Evidentemente i genitori non gradirono, e adirono le vie legali denunciando la docente di abuso di mezzi di correzione; se, come è stato accertato, la insegnante non si fosse limitata al richiamo verbale, ma avesse sottoposto i malfattori a vergate, o, magari, a inginocchiarsi sui fagioli secchi dietro la lavagna, come una volta si faceva, magari avrebbero avuto qualche motivo di doglianza; ma visto che la prof. si era limitata solo a un rimprovero verbale, i genitori avrebbero potuto soprassedere, anche perché non si è ben capito quale abuso di mezzi verbali di correzione avesse commesso.
Fra l’altro si configura una beffa per la povera insegnante la quale, nonostante avesse ricevuto la solidarietà persino dell’accusa (che ne aveva chiesto l’assoluzione per irrilevanza penale) è stata comunque condannata dai Giudici di primo grado.
Ora forse seguirà un appello, probabilmente la vicenda finirà in Cassazione, il tutto perché l’insegnante avrebbe detto agli studentelli “ma a casa vostra siete abituati a imbrattare le pareti con la cacca?”, o qualcosa di simile.
E che dire di quel Giudice che, nonostante il parere del PM, ha condannato la maestra alla pena di 50 giorni (invero sospesa, e con la clausola della non menzione) dimostrando uno strano senso di giustizia?
In un paese come il nostro nel quale vengono penalmente condannati i poveri diavoli che rubano un pacco di biscotti, oggi dobbiamo aggiungere anche una maestra che ha richiamato i suoi allievi zozzoni.
Il Giudice certamente dirà, e lo leggeremo nella sentenza, di aver applicato il comma Z della legge Y; ma ci chiediamo: se l’avesse assolta, chi avrebbe appellato la sentenza di assoluzione visto che lo stesso PM l’aveva chiesta?

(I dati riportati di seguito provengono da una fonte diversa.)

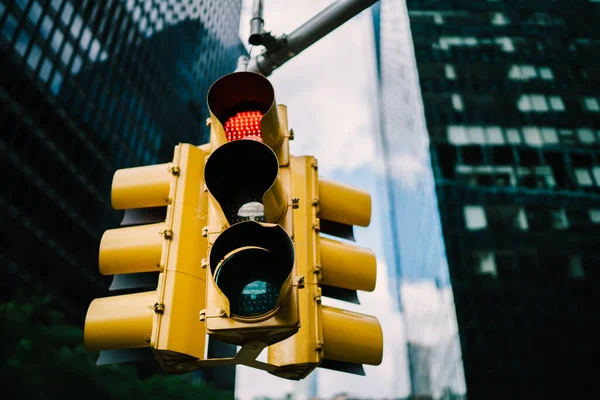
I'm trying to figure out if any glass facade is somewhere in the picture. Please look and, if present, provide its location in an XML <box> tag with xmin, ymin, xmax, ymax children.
<box><xmin>0</xmin><ymin>0</ymin><xmax>245</xmax><ymax>324</ymax></box>
<box><xmin>373</xmin><ymin>0</ymin><xmax>465</xmax><ymax>399</ymax></box>
<box><xmin>382</xmin><ymin>0</ymin><xmax>600</xmax><ymax>399</ymax></box>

Probabilmente non sarebbe stato nemmeno il caso di commentare questa sentenza se non ci avesse stimolato una riflessione del Prof. Giuseppe Fauceglia, noto avvocato del Foro salernitano e stimato docente dell’Università di Salerno, pubblicata sulla sua pagina FB in data 9 aprile, che riteniamo degna di nota, parte della quale qui di seguito ci piace riportare.

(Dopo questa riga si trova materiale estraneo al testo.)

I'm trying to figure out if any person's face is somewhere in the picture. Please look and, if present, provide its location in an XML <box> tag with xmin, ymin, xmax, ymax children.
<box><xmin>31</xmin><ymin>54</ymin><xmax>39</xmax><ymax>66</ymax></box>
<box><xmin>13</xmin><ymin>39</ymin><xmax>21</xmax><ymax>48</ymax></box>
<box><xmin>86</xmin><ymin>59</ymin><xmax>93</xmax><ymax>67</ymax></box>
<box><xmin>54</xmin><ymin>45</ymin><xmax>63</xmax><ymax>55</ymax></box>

Il titolo è “I maleducati del nuovo tempo: verso il tramonto della funzione educativa”, con il quale l’autore fa riferimento al libro di Mario Lodi, “Il Paese sbagliato” che negli anni ’70 dello scorso secolo mise a nudo le deficienze di una scuola che escludeva i più deboli e fragili.

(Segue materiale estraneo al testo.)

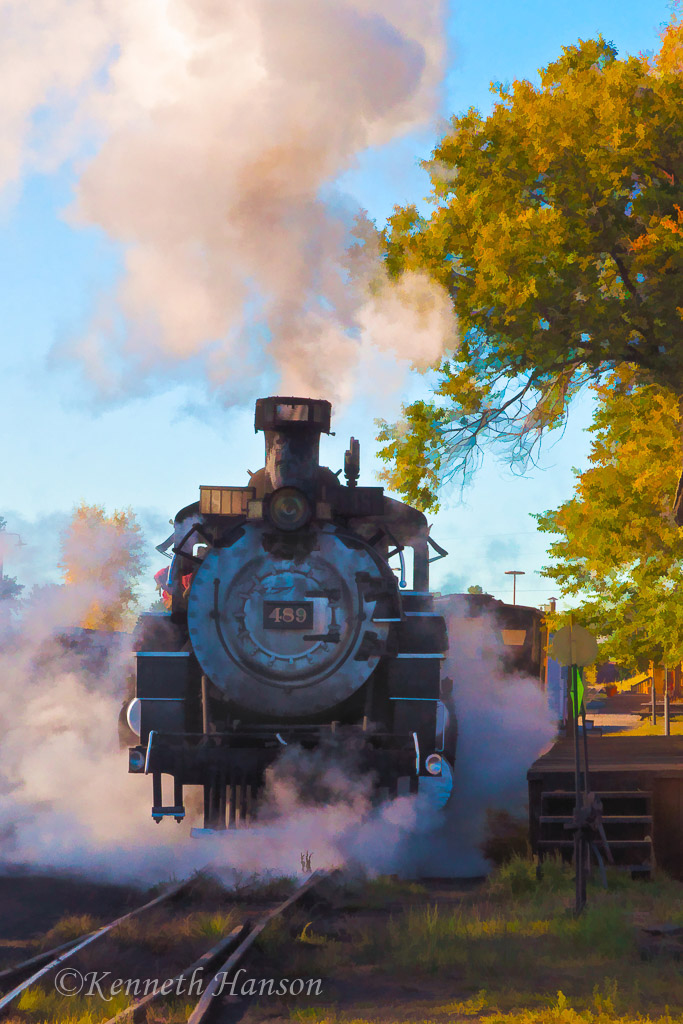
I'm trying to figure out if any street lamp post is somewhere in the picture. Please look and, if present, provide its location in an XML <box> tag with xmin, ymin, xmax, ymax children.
<box><xmin>505</xmin><ymin>569</ymin><xmax>526</xmax><ymax>605</ymax></box>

“Se è vero che da quel tempo sono trascorsi molti decenni e sono cambiati profondamente non solo i presupposti dell’educazione e del sistema scolastico, e, dunque, anche il rapporto della infanzia con il gioco e con l’apprendimento, resta altrettanto vero che i bambini trascorrono intere giornate davanti a schermi di ogni dimensione, spesso cercando nel virtuale una fuga dalla loro solitudine.
“A chi scrive, però, sembra affermarsi una diversa e più grave emergenza, che prescinde dalle istanze inclusive e dalla lotta alla dispersione scolastica, che ha ad oggetto la crescente “de-funzionalizzazione” del sistema educativo in quanto tale.
“Mi chiedo, allora, -prosegue il Prof. Fauceglia- se un Tribunale può condannare una insegnante a quasi due mesi di reclusione, solo per aver sgridato (magari anche con toni vivaci) i bambini di una quinta classe delle scuole elementari, i quali, incuranti dei richiami della bidella, hanno imbrattato le pareti del bagno con i loro escrementi.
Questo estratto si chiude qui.